I worked this out by writing a program in C to replicate the matlab calculation of x:

Code:

void main()
{
    double Actual_Output[5]={1.2, 2.693, 4.325, 6.131, 8.125}, v1[5], v2[5], geom_inv[5], norm, norm_2, v2sum, a, b, x_coeff;
    int i;

a = -1;
b=1;
 for (i = 0; i<=4; i++)
{
    v1[i] = (exp(a*2*pi)-cosh(a*b*Actual_Output[i]));
    v2[i] = (sinh(a*b*Actual_Output[i]));
    //printf("%f\n", v1[i]);
}
for (i = 0; i<=4; i++)
{
    v2sum=v2sum+(v2[i]*v2[i]);
}
norm = sqrt(v2sum);
//printf("%f", norm);
norm_2 = norm*norm;
for (i = 0; i<=4; i++)
{
    geom_inv[i] = v2[i]/norm_2;
}

for (i = 0; i<=4; i++)
{
    x_coeff = x_coeff + v1[i]*geom_inv[i];
}
printf("%f", x_coeff);
}

I then just added that back in to calculate x_coeff.
When the program is run by itself it calculates the same value as the matlab code for x_coeff, however run in the loop and it changes the value of x_coeff where matlab keeps it constant.
The equivelent matlab is:

Code:

Data=[1.2 2.693 4.325 6.131 8.125] 
a=1;b=1; 
v1=(exp(a*2*pi)-cosh(a*b*Data)); 
v2=sinh(a*b*Data); 
x = (exp(a*2*pi)-cosh(a*b*Data))/sinh(a*b*Data) 
x1=v1*(v2/norm(v2)^2)' %Inverse Vector using Geometric Multiplication

i.e in the above x and x1 are the same, therefore i used the basis of x1 to calculate it in C.
I started x[0] on -1, and x[1] on 1. pi is defined as 3.1415 at the moment.

It's a common thing for people to do: you've been working on the problem so long that you forget that we haven't.

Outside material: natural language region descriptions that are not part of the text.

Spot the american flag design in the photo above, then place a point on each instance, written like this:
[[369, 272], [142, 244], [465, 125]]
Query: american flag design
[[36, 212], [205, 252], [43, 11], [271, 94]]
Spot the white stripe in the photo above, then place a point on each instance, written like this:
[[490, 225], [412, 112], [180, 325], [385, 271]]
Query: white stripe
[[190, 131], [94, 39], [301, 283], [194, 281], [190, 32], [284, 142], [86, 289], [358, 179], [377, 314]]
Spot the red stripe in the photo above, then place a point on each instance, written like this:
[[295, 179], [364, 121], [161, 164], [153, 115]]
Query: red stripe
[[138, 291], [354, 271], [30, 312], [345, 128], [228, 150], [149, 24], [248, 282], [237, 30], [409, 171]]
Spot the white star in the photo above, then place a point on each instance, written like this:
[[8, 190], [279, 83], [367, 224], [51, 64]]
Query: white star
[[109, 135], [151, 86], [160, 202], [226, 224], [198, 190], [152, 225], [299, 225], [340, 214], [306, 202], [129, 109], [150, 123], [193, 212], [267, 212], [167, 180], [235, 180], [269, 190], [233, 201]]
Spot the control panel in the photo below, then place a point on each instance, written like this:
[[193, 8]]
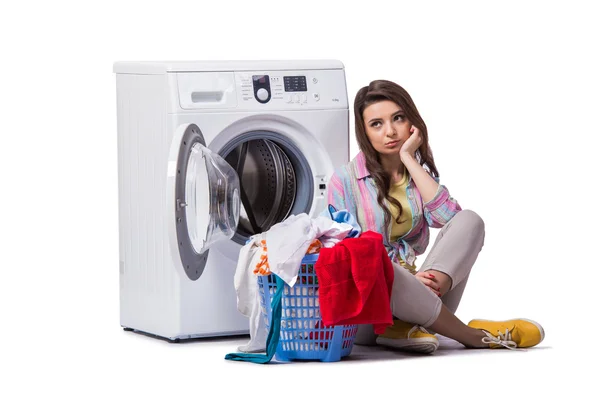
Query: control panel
[[292, 89], [261, 90]]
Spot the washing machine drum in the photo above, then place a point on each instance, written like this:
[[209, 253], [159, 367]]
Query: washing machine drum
[[267, 184]]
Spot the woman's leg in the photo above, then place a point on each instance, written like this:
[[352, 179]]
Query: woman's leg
[[450, 260], [453, 255], [415, 303]]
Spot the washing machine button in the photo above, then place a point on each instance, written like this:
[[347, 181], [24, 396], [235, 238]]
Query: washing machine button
[[262, 94]]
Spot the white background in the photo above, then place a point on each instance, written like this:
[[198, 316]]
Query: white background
[[509, 92]]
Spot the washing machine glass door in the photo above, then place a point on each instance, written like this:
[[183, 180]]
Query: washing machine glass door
[[203, 193]]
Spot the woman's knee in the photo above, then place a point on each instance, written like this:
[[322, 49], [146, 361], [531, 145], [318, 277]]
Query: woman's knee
[[473, 221]]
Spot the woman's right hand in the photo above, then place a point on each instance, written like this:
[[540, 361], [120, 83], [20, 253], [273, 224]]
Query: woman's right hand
[[428, 280]]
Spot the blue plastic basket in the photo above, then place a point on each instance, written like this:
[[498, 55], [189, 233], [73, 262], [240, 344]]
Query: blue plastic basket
[[303, 335]]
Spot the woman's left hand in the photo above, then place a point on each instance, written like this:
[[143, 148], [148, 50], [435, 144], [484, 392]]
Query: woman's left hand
[[412, 144]]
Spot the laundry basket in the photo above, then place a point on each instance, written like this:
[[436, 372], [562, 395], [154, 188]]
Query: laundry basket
[[303, 335]]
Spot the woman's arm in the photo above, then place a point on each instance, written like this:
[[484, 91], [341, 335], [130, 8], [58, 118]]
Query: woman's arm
[[427, 186], [438, 206]]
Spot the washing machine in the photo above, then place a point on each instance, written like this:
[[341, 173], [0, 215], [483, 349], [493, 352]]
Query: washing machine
[[209, 154]]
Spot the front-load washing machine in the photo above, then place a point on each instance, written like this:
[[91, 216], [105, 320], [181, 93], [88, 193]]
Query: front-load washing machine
[[211, 153]]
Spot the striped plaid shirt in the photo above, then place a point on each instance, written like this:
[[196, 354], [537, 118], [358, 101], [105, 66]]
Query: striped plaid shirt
[[351, 187]]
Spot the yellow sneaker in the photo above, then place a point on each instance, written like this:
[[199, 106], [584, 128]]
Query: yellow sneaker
[[408, 337], [510, 334]]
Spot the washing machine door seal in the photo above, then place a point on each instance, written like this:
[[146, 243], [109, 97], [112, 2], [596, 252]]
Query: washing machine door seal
[[203, 203]]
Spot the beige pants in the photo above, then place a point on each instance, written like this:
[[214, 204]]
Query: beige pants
[[454, 252]]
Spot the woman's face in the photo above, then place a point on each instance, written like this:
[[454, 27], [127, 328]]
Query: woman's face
[[386, 126]]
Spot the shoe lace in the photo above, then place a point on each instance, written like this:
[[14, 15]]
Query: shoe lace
[[503, 339], [417, 328]]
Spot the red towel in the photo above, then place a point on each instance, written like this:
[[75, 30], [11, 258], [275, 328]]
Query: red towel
[[355, 282]]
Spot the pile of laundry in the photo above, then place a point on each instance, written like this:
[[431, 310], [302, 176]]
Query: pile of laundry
[[353, 271]]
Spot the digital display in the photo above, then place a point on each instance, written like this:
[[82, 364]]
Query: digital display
[[260, 79], [294, 83]]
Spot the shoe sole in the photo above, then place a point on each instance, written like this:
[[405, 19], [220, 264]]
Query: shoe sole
[[542, 333], [421, 345]]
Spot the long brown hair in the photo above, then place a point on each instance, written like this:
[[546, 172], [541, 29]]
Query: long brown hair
[[385, 90]]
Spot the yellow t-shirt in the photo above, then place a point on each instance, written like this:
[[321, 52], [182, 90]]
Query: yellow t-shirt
[[398, 191]]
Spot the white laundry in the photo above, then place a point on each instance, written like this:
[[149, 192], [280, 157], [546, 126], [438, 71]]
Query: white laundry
[[246, 287], [287, 243], [289, 240]]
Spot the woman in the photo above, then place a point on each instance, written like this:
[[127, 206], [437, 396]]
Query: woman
[[392, 187]]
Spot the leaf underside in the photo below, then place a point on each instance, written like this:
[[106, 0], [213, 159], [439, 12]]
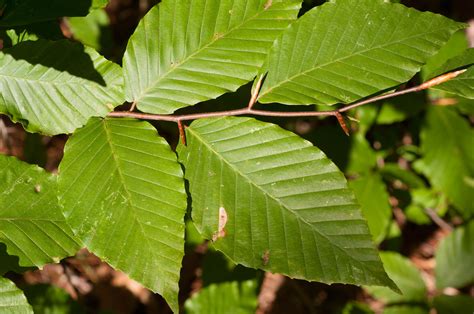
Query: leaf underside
[[346, 50], [41, 88], [288, 206], [123, 193], [31, 222], [185, 52]]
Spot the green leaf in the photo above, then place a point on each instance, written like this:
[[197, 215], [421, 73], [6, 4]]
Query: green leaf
[[12, 299], [463, 84], [362, 158], [229, 297], [405, 275], [201, 49], [462, 60], [456, 45], [345, 50], [456, 304], [448, 162], [22, 12], [99, 4], [392, 171], [422, 199], [41, 88], [287, 205], [123, 194], [371, 193], [9, 262], [455, 257], [31, 223]]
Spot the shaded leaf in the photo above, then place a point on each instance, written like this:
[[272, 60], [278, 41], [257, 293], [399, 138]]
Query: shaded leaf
[[228, 297], [49, 299], [47, 93], [124, 196], [92, 30], [288, 206], [194, 59], [405, 309], [362, 158], [31, 223], [455, 257], [22, 12], [372, 196], [405, 275], [12, 299], [345, 50], [448, 162], [456, 304], [392, 171]]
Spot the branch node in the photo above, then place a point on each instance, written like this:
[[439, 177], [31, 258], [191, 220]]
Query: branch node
[[342, 123], [182, 134], [440, 79], [254, 97], [134, 105]]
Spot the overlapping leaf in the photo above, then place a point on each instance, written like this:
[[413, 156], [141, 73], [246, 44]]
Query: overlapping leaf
[[55, 87], [12, 299], [271, 200], [228, 297], [455, 257], [124, 196], [185, 52], [31, 223], [406, 276], [345, 50], [448, 162], [373, 198], [463, 84]]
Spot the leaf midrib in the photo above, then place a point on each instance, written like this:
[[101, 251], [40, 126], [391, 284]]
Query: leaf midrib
[[123, 181], [320, 66], [185, 60], [269, 195]]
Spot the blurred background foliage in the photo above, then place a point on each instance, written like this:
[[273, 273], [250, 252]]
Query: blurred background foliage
[[409, 160]]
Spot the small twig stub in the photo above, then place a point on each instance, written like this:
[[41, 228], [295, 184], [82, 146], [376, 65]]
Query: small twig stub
[[221, 228]]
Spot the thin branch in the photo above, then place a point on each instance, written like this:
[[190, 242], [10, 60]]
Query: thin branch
[[182, 134], [133, 106], [433, 82], [254, 97], [438, 220], [249, 111]]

You'll do fine.

I don't see where you start your x_coeff off with any sort of initial value. You're adding things together to get this x_coeff, so you should probably set x_coeff to 0 at the beginning of the loop.

You saint. That was it, if you look in the top block of code in my last post x_coeff is set to 0, however v2sum was not.
Thank you!